Cuando escribo esto estamos a veinticinco de marzo de 2004. Han pasado catorce desde el fatídico día once y los periódicos y diarios televisivos y radiofónicos no han dejado de vomitar su ración cotidiana de sangre: atentados, maltratos, miseria, crímenes de toda laya en los que cada uno tenemos nuestra cuota de responsabilidad. Unos más que otros, ciertamente. Pero aquí nadie se libra. Nadie. Ya lo dijo Blas de Otero, aunque en otro sentido, que también vale para la ocasión. Y en estos días he pensado muy seriamente en dejar de hacer esto, estas cosillas de la poesía y la literatura, que en tantas ocasiones tienen más de egotismo absurdo que de otra cosa, y dedicarme a otras más valiosas, más serias.
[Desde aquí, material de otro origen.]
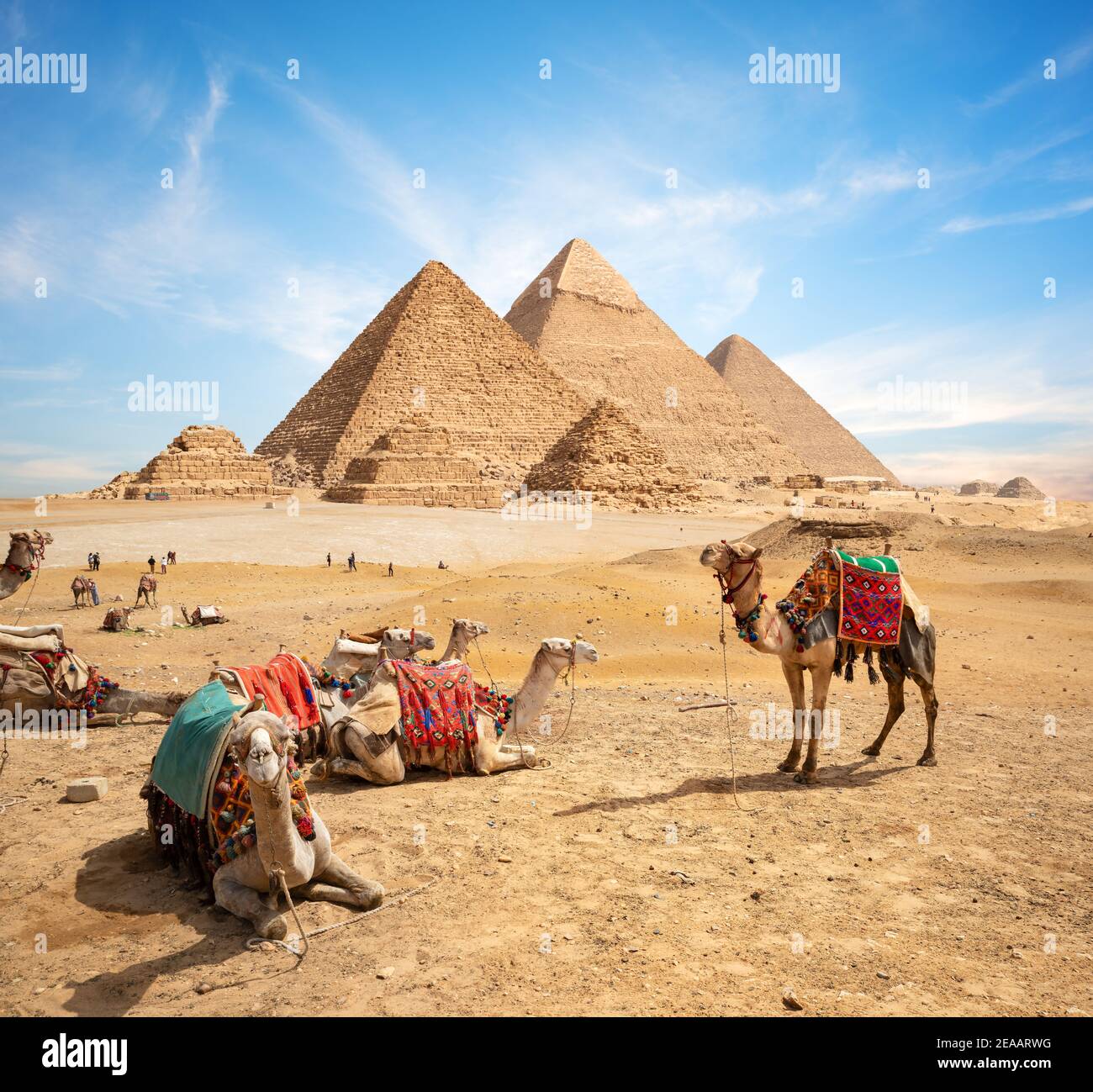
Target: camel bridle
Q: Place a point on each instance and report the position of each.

Pero, Dios mío, ¿a qué?, me preguntaba. Si yo no sé hacer casi nada. Sólo esto y medio mal. Mientras consideraba la cuestión, durante este tiempo cada mañana me ha despertado un mirlo con su bellísimo canto y cada atardecer me ha despedido de igual forma. Y yo no he podido evitar una sonrisa cuando lo oía, una sonrisa como esa que se dibuja en nuestra boca al cruzarnos por la calle con la ternura entre un bebé y su madre o con la inocencia de unos niños que juegan o con unos enamorados convencidos de que el mundo se acaba de inventar para ellos. Y he considerado que tal vez el Fantasma pueda servir para lo mismo o algo parecido que esos niños, que esos novios, para recuperar cierto sentido del sentido de la vida y, así, en un futuro que todos queremos próximo, llegar a inaugurar la verdadera alegría. De modo que la otra noche me fui a la glorieta, a donde voy siempre que nadie me ve, y lo cogí por el brazo (estaba allí llorando como una Magdalena) y le dije, plagiando a Cervantes: "la mayor locura que puede hacer un hombre en esta vida es dejarse morir, sin más ni más, sin que nadie le mate, ni otras manos le acaben que las de la melancolía. Levántate y ven a continuar nuestra tarea". Ya sé que fui un tanto retórico y que no reparé en que el Fantasma, si es tal, ya estaba muerto y para él dejarse morir o no dejarse morir era un absurdo. Pero, buen amigo, no me lo tuvo en cuenta. Sonrió, se secó las lágrimas y se vino conmigo ante este ordenador donde estaban esperándonos, para maquetarlos, ilustrarlos y lanzarlos al espacio virtual donde esperan miles de lectores y lectoras, los hermosísimos textos que os ofrecemos en esta nuestra novena entrega. Que Dios os guarde. Salud.